Keywords

1 Introduction

The linguistic analysis must go through a first step of lexical analysis, which consists of testing the membership of each word of the text to the Arabic vocabulary. So, we must begin with the formalization of the Arabic vocabulary [2]. Verbs cover a large part of Arabic vocabulary. Each Arabic verb has a one single root, also called radical, and a single pattern. In addition to these two components, the verb has other morphological properties that we are going to detail.

The verb is classified into several categories according to the number and the nature of its root letters. The verbs that have 3 letters (called trilateral verbs) form 64% of Arabic verbs, like the verb (to write - - KaTaBa), those that have 4 letters (called quadrilateral verbs) form 33% of Arabic verbs, like the verb (to assure - - TaMAaNa), and those that contain 5 letters, form the rest of the percentage [3], the most frequently ones are those that have 3 radical letters.
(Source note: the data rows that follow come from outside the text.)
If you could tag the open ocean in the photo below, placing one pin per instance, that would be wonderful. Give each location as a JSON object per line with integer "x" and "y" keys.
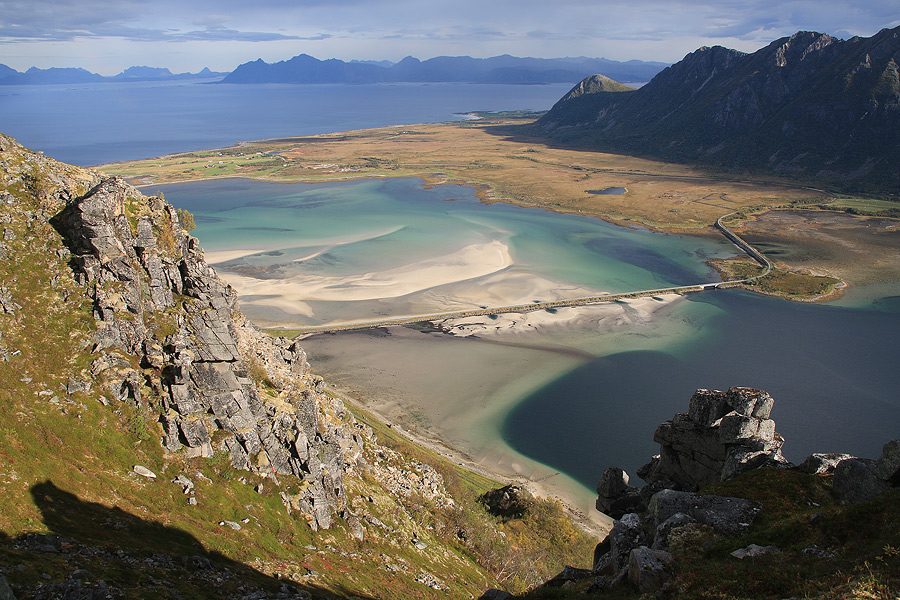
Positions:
{"x": 831, "y": 368}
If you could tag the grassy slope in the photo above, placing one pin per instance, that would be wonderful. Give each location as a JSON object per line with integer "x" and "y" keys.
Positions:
{"x": 800, "y": 511}
{"x": 67, "y": 461}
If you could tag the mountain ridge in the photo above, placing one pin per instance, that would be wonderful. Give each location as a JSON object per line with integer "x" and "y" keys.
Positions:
{"x": 808, "y": 105}
{"x": 459, "y": 69}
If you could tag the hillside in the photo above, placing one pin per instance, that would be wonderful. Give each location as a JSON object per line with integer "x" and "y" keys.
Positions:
{"x": 498, "y": 69}
{"x": 808, "y": 106}
{"x": 156, "y": 444}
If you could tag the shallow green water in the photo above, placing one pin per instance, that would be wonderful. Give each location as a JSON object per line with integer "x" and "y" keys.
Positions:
{"x": 831, "y": 368}
{"x": 342, "y": 236}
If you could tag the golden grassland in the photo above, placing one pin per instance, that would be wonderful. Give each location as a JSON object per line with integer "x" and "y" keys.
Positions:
{"x": 498, "y": 160}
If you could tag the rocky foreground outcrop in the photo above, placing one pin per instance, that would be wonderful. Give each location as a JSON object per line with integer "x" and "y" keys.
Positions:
{"x": 723, "y": 435}
{"x": 807, "y": 105}
{"x": 156, "y": 299}
{"x": 169, "y": 336}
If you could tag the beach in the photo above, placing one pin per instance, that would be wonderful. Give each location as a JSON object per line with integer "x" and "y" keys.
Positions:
{"x": 453, "y": 390}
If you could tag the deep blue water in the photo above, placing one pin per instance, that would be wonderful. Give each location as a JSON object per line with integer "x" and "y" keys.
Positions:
{"x": 832, "y": 371}
{"x": 97, "y": 123}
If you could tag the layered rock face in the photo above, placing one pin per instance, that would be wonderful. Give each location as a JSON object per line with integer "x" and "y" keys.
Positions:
{"x": 201, "y": 363}
{"x": 722, "y": 435}
{"x": 808, "y": 105}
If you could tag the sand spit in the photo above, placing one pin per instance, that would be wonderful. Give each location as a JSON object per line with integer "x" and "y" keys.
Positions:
{"x": 600, "y": 317}
{"x": 454, "y": 391}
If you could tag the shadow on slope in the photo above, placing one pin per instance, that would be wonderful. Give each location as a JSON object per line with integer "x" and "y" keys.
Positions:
{"x": 94, "y": 551}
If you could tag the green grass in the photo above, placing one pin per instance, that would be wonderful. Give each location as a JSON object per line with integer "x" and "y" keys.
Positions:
{"x": 863, "y": 538}
{"x": 865, "y": 206}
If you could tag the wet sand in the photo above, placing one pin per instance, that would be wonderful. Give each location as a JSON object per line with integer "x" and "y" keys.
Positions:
{"x": 454, "y": 391}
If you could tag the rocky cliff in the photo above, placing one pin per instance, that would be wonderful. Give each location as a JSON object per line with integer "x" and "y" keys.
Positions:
{"x": 155, "y": 443}
{"x": 157, "y": 301}
{"x": 808, "y": 105}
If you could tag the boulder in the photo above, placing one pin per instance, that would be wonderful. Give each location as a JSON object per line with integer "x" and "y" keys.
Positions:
{"x": 661, "y": 537}
{"x": 728, "y": 516}
{"x": 648, "y": 569}
{"x": 722, "y": 435}
{"x": 493, "y": 594}
{"x": 855, "y": 480}
{"x": 614, "y": 496}
{"x": 822, "y": 464}
{"x": 887, "y": 467}
{"x": 144, "y": 472}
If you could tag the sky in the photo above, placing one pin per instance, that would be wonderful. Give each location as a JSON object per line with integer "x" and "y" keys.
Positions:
{"x": 107, "y": 36}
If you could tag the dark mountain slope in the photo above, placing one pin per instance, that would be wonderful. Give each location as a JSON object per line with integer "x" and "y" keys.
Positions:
{"x": 809, "y": 105}
{"x": 497, "y": 69}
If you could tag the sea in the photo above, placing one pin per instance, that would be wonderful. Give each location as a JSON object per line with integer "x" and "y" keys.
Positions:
{"x": 832, "y": 367}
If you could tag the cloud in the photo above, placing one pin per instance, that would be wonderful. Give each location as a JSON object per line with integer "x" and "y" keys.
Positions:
{"x": 662, "y": 30}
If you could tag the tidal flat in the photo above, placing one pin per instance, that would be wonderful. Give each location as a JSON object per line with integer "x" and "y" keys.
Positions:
{"x": 548, "y": 398}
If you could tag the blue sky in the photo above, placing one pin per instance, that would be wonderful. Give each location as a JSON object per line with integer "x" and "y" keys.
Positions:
{"x": 106, "y": 36}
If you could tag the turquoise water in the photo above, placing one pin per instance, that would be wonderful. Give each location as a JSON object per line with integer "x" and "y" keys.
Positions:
{"x": 334, "y": 235}
{"x": 89, "y": 124}
{"x": 832, "y": 371}
{"x": 831, "y": 368}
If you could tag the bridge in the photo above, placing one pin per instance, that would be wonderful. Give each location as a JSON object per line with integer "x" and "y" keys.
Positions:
{"x": 752, "y": 252}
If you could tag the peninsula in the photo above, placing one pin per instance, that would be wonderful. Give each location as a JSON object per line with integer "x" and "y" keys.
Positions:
{"x": 489, "y": 152}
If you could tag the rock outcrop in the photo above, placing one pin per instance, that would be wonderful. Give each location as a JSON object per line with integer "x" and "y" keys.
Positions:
{"x": 169, "y": 333}
{"x": 808, "y": 104}
{"x": 722, "y": 435}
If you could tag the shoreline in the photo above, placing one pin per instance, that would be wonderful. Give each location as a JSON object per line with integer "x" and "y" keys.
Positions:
{"x": 591, "y": 521}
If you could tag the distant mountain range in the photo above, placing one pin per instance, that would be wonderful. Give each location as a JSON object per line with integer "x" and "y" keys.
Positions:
{"x": 35, "y": 76}
{"x": 306, "y": 69}
{"x": 808, "y": 105}
{"x": 460, "y": 69}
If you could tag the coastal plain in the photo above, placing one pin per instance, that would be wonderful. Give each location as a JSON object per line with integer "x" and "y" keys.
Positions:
{"x": 504, "y": 164}
{"x": 494, "y": 153}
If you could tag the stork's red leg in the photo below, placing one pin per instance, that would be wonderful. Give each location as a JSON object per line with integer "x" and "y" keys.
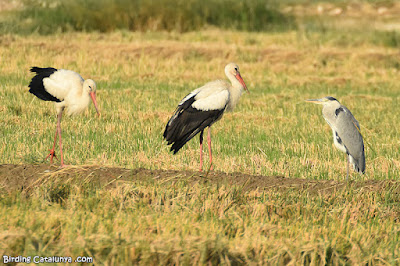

In this paper we give an overview about the first and the only dictionary that was implemented in NooJ platform (EL-DiCar), then we present a theoretical study that reflects the linguistic side of our work, and answers the question: why do we have to specify the root and the pattern during the formalization of Arabic vocabulary especially verbs? And, We also give the linguistic classification of Arabic verbs that we have adopted during the formalization process, as a first part, the second part is the practical study which is the implementation of the theoretical study that was enumerated in the first part of the article, using NooJ platform importantly; we are going to detail the dictionary structure, and give an example of our own lexical grammar that we have implemented to generate the inflectional and the derivational forms of all dictionary entries. In addition to that we are going to present the annotations as the result of the text linguistic analysis. Finally, we are going to present the comparison results between the search operation using root and pattern in our dictionary and the lemma search in the previous dictionary.

2 Related Works

As far as the previous works in NooJ platform are concerned, there is only one dictionary called the Arabic EL-DiCar dictionary that is based on lemma approach. EL-DiCar retrieves all inflectional and derivational forms of one entry using lemma search. It contains, in addition to the Arabic words, 10375 fully vowelled entries of verbs; each entry represents third person, singular, masculine and perfect verbs [4]. These entries are not related to each other even if they share the same root. For example: the verb (to write – KaTaBa – كَتَبَ), the verb (to write a letter - iKTataBa – اِكْتَتَبَ), the noun (library – maKTaBa - مَكْتَبَة) and the noun (book – KiTaB- كِتَاب) share the same root that is: [ktb-كتب], but they are not linked to each other in this dictionary; entries have no relation between them whereas the dictionary is based on lemma. This limits the search operation, and makes the application of several operations on the text like retrieving concepts or the auto-correction more complex. Our model that is based on root and pattern approach retrieves all entries with their inflectional and derivational forms that share the same root. It can also we can extract concepts within a text using pattern search even if these concepts do not share the same root.

3 Theoretical Study

3.1 Arabic Verb Morphology

Arabic morphology exhibits rigorous and elegant logic. It consists primarily of a system of consonant roots, which interlocks with pattern to form most Arabic words, especially verbs [5]. With the same root we can derive several words by using different patterns. In this context it is necessary to provide a definition of root and pattern:

A root is a relatively invariable discontinuous bound morpheme, represented by two to five phonemes, typically three consonants in a certain order, which interlocks with a pattern to form a stem [5]. For instance, the verb (to write, KaTaBa - كَتَبَ) has the root letters (KTB-كتب), that are interlocked with the pattern . To clarify, the first letter in the root will be substituted with the first letter in the pattern and so on. This process of interlocking aims to form the verb (to write, KaTaBa-كَتَبَ), as well as the quadrilateral roots like the root and the pattern that gives the verb (to assure –TaMAaNa - طَمْأَنَ).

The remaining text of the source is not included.